Rereading as reliving

If writing is breathing out, reading is breathing in. I don’t know where I read that. But I am realizing, this visit, the importance of reading, of rereading, of repetition. Last Wednesday, in the warm upper room of a neighbourhood pub in Carrington, Nottingham, somewhere in the middle of England, it was my turn to sing to a half-full room of mostly strangers. A local weekly folk club session, usually busier, but the warm summer evening had inclined most regular attendees to stay home and tend their gardens, or enjoy the long, precious hours of a northern hemisphere summer’s day in a nearby park full of the sounds of playing children and clinking glasses, accompanied by the percussion of sneakers against soccer balls, red leather cricket balls against willow bats. Upstairs in the Gladstone, where Michael and I hadn’t performed together in more than a decade, he picked the opening chords on his acoustic guitar. As I sang our contemporary folk song, I Have a Name*, based on the true stories of trafficking victims, it was no longer that I was remembering these words that I had written. It was more that the words had been there all along, dormant, and were simply being reawakened. And, like the river, as my lungs and my voice flooded the room where I used to sing every month, I found my old pathways; I saw Amina, Linh, and the others who had inspired the song, I retold their stories.**

There’s a feeling I get, I don’t know if you get it too, but there’s a sense when I feel I’m, for once in my life, doing the right thing in the right place at the right time, a calmness intertwined with determination, like a delicate passiflora incarnata vine around and between an iron criss-cross trellis. Like the maypole ribbons at the end of a complicated dance. The return to singing, the repetition of the stories I had written into song, the memories of past open mic; it was like reading part of my autobiography that I hadn’t even realized I’d written. 

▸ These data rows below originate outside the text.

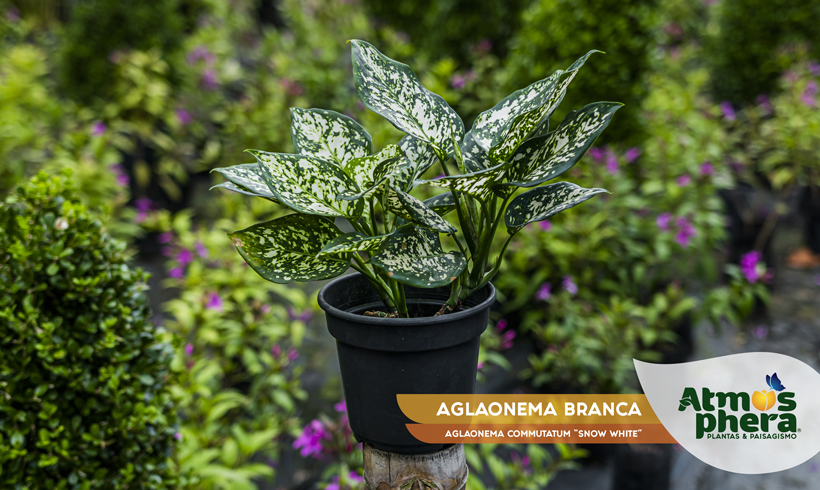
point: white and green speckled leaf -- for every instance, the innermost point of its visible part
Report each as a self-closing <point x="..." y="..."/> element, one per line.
<point x="411" y="209"/>
<point x="414" y="256"/>
<point x="545" y="158"/>
<point x="528" y="122"/>
<point x="392" y="90"/>
<point x="477" y="184"/>
<point x="308" y="184"/>
<point x="353" y="242"/>
<point x="248" y="177"/>
<point x="284" y="250"/>
<point x="542" y="202"/>
<point x="442" y="203"/>
<point x="328" y="135"/>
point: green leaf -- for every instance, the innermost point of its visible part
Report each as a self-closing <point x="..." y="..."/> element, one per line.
<point x="353" y="242"/>
<point x="408" y="207"/>
<point x="248" y="178"/>
<point x="414" y="256"/>
<point x="442" y="203"/>
<point x="370" y="172"/>
<point x="307" y="184"/>
<point x="541" y="159"/>
<point x="393" y="90"/>
<point x="328" y="135"/>
<point x="542" y="202"/>
<point x="527" y="122"/>
<point x="477" y="184"/>
<point x="285" y="249"/>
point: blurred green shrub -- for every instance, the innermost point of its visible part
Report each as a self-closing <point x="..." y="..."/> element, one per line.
<point x="554" y="33"/>
<point x="84" y="398"/>
<point x="99" y="30"/>
<point x="744" y="50"/>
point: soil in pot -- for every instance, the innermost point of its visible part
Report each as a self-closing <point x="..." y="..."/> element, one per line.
<point x="380" y="358"/>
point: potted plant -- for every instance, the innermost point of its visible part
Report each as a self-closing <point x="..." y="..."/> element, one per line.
<point x="410" y="320"/>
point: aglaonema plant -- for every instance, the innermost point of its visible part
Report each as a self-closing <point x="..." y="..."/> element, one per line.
<point x="397" y="238"/>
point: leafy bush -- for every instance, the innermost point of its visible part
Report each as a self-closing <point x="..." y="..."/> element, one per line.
<point x="97" y="30"/>
<point x="84" y="399"/>
<point x="744" y="52"/>
<point x="555" y="32"/>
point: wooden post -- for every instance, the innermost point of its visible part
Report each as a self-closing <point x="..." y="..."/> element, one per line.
<point x="444" y="470"/>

It seems no coincidence that this summer I’ve had Oasis, the band of my teenage years, on repeat, met up with friends I haven’t seen in three, six, and 25 years, and finally returned to singing. Because these were, are, essential to my identity. Just as, for eight years, teaching shaped me into new paths. 

Remembering Our Where and Why

Our schools can be places of hard knocks for teachers. We’re often unwillingly molded by the confected need for excessive standardized testing. It’s a common theme in Fellows’ application letters to reflect on what originally attracted them to teaching.

Some reminisce about teachers who inspired them, some mention their long-held dreams for their own writing while many express their frustrations and desire for a return to the freshness of their early teaching years. They, too, are rivers redirected from their original goals: to become the teachers that inspire others, to be reflective educators and writers.

In our SoFlo Summer Institute, we don’t invent the wheel or turn water into wine. We don’t create what’s not already present. We do, however, work alongside and mentor teachers to help them renew their identities as writers, as educators. Like Morrison’s understanding of the Mississippi River’s long-held memory, we help them remember why they started.

Our 2024 Fellows tell us that SoFlo reignited the spark for their joy and purpose in teaching. And we can’t wait to see how 2025 renews each of our new Fellows as they retrace their journey through teaching and reclaim their own paths.